Zur Erstattungsfähigkeit von Rechtsverfolgungskosten bei Verkehrsunfällen

Nicht nur in strittigen Fällen dürfen Beteiligte eines Verkehrsunfalls ihre Position durch einen Rechtsanwalt stärken: Die Rechtsanwaltskosten können trotz klarer Haftungslage und Regulierungsbereitschaft der Gegenseite erstattungsfähig sein.

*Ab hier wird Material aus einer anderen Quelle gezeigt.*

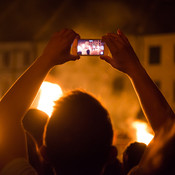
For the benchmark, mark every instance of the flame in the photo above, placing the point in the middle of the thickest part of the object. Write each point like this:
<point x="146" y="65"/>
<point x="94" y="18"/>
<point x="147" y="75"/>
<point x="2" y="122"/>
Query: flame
<point x="142" y="134"/>
<point x="49" y="92"/>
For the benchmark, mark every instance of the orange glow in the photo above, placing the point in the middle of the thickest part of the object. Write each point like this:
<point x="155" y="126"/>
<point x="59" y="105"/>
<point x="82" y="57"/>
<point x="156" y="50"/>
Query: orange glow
<point x="142" y="134"/>
<point x="49" y="92"/>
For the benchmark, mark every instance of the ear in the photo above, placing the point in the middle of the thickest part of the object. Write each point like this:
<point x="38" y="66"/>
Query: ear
<point x="43" y="152"/>
<point x="112" y="155"/>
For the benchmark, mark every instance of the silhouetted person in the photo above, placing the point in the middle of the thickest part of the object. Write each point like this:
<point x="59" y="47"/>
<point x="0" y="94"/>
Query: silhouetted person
<point x="34" y="122"/>
<point x="94" y="146"/>
<point x="114" y="167"/>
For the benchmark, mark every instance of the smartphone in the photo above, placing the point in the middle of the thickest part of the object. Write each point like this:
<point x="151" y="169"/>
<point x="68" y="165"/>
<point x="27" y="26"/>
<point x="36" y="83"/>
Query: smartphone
<point x="90" y="47"/>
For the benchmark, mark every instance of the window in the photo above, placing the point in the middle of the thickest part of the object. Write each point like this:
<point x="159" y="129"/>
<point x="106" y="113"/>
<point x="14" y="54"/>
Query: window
<point x="174" y="91"/>
<point x="158" y="83"/>
<point x="26" y="59"/>
<point x="174" y="53"/>
<point x="154" y="55"/>
<point x="6" y="59"/>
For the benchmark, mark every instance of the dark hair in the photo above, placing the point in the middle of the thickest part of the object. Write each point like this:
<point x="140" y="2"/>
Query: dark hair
<point x="79" y="133"/>
<point x="34" y="122"/>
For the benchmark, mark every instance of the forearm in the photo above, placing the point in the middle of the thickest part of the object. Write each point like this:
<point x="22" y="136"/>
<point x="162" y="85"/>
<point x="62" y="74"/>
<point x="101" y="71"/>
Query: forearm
<point x="20" y="96"/>
<point x="153" y="103"/>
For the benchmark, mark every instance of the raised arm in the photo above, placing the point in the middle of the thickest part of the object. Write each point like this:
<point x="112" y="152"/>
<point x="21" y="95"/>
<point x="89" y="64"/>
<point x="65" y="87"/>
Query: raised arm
<point x="20" y="96"/>
<point x="153" y="103"/>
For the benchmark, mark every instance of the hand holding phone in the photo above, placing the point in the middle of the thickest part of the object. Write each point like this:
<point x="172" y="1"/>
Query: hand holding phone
<point x="89" y="47"/>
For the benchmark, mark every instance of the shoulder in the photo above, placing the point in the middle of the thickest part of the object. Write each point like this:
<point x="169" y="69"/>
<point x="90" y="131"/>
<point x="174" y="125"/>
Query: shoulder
<point x="19" y="166"/>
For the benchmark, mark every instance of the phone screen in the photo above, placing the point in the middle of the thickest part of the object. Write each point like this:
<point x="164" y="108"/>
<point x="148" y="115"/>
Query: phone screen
<point x="90" y="47"/>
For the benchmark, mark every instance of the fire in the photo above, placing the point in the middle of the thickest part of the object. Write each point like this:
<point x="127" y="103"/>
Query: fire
<point x="142" y="133"/>
<point x="49" y="92"/>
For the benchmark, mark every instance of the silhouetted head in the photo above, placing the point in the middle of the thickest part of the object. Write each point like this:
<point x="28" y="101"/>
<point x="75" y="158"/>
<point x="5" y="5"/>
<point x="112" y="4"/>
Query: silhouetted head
<point x="34" y="122"/>
<point x="132" y="155"/>
<point x="78" y="136"/>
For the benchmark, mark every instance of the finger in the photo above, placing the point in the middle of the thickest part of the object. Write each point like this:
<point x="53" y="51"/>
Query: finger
<point x="121" y="34"/>
<point x="106" y="58"/>
<point x="74" y="57"/>
<point x="110" y="43"/>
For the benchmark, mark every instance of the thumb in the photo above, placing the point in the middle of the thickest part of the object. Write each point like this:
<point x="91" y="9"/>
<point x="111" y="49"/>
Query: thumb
<point x="106" y="58"/>
<point x="74" y="57"/>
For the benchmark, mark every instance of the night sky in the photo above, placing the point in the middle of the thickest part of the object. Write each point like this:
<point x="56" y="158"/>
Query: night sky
<point x="38" y="19"/>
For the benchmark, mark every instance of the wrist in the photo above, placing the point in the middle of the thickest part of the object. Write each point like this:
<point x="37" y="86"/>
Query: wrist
<point x="136" y="71"/>
<point x="44" y="63"/>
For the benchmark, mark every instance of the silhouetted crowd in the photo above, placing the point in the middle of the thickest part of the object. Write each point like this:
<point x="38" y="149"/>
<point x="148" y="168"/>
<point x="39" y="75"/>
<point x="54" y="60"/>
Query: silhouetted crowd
<point x="77" y="138"/>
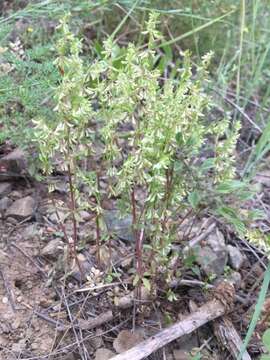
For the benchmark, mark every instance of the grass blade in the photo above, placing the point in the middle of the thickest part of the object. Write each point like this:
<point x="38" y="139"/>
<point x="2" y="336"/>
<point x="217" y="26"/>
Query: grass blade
<point x="257" y="311"/>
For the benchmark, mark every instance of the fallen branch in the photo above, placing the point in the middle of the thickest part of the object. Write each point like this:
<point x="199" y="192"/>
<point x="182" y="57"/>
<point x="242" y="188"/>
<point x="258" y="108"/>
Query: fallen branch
<point x="223" y="300"/>
<point x="229" y="338"/>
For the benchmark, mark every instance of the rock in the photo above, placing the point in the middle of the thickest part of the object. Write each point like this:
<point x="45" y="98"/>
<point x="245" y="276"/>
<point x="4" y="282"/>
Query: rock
<point x="29" y="232"/>
<point x="104" y="354"/>
<point x="213" y="257"/>
<point x="212" y="262"/>
<point x="118" y="225"/>
<point x="86" y="265"/>
<point x="22" y="208"/>
<point x="19" y="346"/>
<point x="235" y="279"/>
<point x="236" y="259"/>
<point x="53" y="247"/>
<point x="15" y="194"/>
<point x="54" y="217"/>
<point x="263" y="177"/>
<point x="5" y="188"/>
<point x="181" y="355"/>
<point x="126" y="339"/>
<point x="13" y="164"/>
<point x="84" y="216"/>
<point x="216" y="240"/>
<point x="108" y="257"/>
<point x="5" y="203"/>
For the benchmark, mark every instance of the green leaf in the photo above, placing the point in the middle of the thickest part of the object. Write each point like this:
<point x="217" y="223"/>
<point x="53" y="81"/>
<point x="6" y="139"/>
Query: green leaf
<point x="266" y="339"/>
<point x="230" y="186"/>
<point x="257" y="311"/>
<point x="207" y="165"/>
<point x="179" y="139"/>
<point x="194" y="199"/>
<point x="231" y="216"/>
<point x="146" y="283"/>
<point x="136" y="280"/>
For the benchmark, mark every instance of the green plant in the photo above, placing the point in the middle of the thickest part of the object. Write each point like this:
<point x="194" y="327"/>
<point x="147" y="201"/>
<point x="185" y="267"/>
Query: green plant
<point x="266" y="343"/>
<point x="153" y="135"/>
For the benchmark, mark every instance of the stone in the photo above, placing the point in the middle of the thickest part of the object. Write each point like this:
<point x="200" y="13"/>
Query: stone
<point x="216" y="240"/>
<point x="84" y="216"/>
<point x="53" y="247"/>
<point x="14" y="163"/>
<point x="22" y="208"/>
<point x="104" y="354"/>
<point x="87" y="264"/>
<point x="19" y="346"/>
<point x="235" y="279"/>
<point x="5" y="203"/>
<point x="236" y="259"/>
<point x="214" y="256"/>
<point x="5" y="188"/>
<point x="263" y="177"/>
<point x="119" y="225"/>
<point x="181" y="355"/>
<point x="212" y="262"/>
<point x="54" y="217"/>
<point x="15" y="194"/>
<point x="126" y="339"/>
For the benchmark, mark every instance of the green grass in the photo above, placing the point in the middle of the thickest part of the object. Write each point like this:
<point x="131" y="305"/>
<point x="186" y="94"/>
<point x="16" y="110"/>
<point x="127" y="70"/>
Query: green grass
<point x="237" y="31"/>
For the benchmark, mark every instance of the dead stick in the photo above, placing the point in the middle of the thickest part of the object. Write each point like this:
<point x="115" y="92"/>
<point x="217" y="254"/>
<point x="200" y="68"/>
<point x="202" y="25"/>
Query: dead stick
<point x="229" y="338"/>
<point x="208" y="312"/>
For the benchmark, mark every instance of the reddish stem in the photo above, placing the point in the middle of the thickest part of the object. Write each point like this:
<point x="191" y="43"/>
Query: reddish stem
<point x="138" y="239"/>
<point x="74" y="221"/>
<point x="98" y="240"/>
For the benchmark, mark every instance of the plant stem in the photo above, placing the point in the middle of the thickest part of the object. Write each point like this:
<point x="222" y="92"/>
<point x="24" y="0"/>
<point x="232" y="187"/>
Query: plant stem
<point x="138" y="241"/>
<point x="98" y="240"/>
<point x="74" y="221"/>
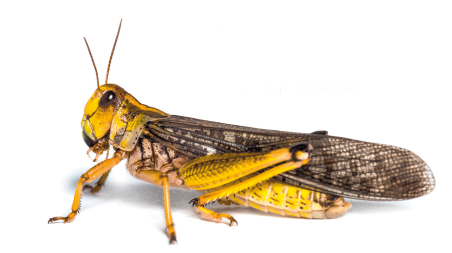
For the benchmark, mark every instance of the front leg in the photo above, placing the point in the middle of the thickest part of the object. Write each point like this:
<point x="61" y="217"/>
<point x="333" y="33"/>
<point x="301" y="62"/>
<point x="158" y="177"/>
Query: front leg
<point x="93" y="173"/>
<point x="99" y="184"/>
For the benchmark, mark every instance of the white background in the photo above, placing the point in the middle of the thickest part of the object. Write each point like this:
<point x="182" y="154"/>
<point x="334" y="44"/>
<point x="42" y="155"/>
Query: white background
<point x="378" y="72"/>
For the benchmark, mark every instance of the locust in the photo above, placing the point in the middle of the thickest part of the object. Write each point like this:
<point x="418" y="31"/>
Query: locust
<point x="285" y="173"/>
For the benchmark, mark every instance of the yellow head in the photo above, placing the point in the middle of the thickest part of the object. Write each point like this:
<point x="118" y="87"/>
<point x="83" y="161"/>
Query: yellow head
<point x="99" y="112"/>
<point x="102" y="106"/>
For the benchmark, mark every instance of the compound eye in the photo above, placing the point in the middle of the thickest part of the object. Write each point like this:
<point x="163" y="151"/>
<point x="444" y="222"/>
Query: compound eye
<point x="107" y="98"/>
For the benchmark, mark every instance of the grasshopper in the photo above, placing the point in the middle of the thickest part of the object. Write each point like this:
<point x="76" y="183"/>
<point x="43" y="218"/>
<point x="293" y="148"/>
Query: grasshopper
<point x="295" y="174"/>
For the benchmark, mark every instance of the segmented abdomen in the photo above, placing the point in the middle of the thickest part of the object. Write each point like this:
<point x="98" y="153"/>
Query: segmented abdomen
<point x="284" y="199"/>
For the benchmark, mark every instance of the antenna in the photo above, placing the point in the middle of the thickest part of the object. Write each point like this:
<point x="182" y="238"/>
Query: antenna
<point x="112" y="51"/>
<point x="92" y="59"/>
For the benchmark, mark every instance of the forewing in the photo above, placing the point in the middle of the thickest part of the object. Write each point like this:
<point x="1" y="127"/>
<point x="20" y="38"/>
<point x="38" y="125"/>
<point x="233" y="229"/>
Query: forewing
<point x="338" y="166"/>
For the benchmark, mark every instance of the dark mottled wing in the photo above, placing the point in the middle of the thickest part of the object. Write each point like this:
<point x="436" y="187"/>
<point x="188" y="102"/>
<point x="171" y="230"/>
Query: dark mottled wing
<point x="338" y="166"/>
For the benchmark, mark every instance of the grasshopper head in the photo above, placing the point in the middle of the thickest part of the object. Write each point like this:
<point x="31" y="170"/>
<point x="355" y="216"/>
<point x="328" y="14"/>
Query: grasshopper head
<point x="99" y="112"/>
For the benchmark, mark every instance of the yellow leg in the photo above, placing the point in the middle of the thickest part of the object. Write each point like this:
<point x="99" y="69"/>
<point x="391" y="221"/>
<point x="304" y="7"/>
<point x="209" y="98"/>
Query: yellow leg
<point x="99" y="184"/>
<point x="294" y="157"/>
<point x="87" y="177"/>
<point x="160" y="178"/>
<point x="167" y="208"/>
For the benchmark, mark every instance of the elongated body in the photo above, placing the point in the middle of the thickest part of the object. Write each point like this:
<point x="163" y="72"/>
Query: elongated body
<point x="295" y="174"/>
<point x="268" y="196"/>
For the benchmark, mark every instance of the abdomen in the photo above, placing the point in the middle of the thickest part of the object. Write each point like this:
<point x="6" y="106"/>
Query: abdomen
<point x="284" y="199"/>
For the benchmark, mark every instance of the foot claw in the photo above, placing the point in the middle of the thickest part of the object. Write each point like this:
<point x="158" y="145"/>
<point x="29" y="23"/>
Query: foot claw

Eine Leasinggesellschaft hatte zur Geltendmachung eines Kfz-Haftpflichtschadens einen Rechtsanwalt eingeschaltet.

 

Gegnerische Versicherung hatte Bereitschaft zur Schadensregulierung signalisiert

Die gegnerische Versicherung hatte bereits zuvor ihre Bereitschaft zur Schadensregulierung signalisiert. Aus diesem Grunde verweigerte sie den Ersatz der Rechtsanwaltskosten. Diese seien angesichts der eindeutigen Sachlage unnötig gewesen. Es habe kein vernünftiger Grund bestanden, an ihrer Regulierungsbereitschaft zu zweifeln.

 

Schadenshöhe bei Verkehrsunfällen oft komplex

Der Amtsrichter bestätigte den Grundsatz, dass in einfach gelagerten Fällen und bei Geschäftserfahrenheit des Anspruchstellers die Einschaltung eines Rechtsanwalts entbehrlich sein könne, so dass der Schuldner dessen Kosten auch nicht erstatten brauche.

Rechtlich einfach gelagert sei ein Fall aber nur, wenn auch die Rechtsfolgen einfach zu bestimmen seien. Dies betreffe in Verkehrsunfallsachen in erster Linie die Ermittlung der Schadenshöhe und dies sei häufig gerade nicht einfach.

 

Merkantiler Minderwert und Mietwagenkosten

Das Amtsgericht wies darauf hin, dass die Ermittlung der Erstattungsfähigkeit dieser beiden Schadenspositionen die Rechtsprechung seit langem beschäftige und zu einer Vielzahl von Einzelfallentscheidungen geführt habe. Die exakte Höhe des Ersatzanspruchessei daher ohne juristische Vorbildung kaum zu bestimmen. In diese Richtung weise auch die außergerichtliche Korrespondenz der Parteien, in der über die Höhe dieser Schadenspositionen keineswegs Einigkeit bestanden habe.

 

Im Einklang mit anderen Entscheidungen

Das Gericht entschied daher auf volle Erstattungsfähigkeit der Rechtsanwaltskosten. Die Entscheidung steht in Übereinstimmung mit den Entscheidungen anderer Amtsgerichte, die mit ähnlicher Begründung  in Verkehrsunfallsachen regelmäßig die Erstattungsfähigkeit bejaht haben, u.a. anderem auch dann, wenn die Gewichtung der Betriebsgefahr eines unfallbeteiligten Fahrzeuges zu beurteilen war.

(AG Frankfurt a.M.,  Urteil v. 3.03.2011,  29 C 74/11).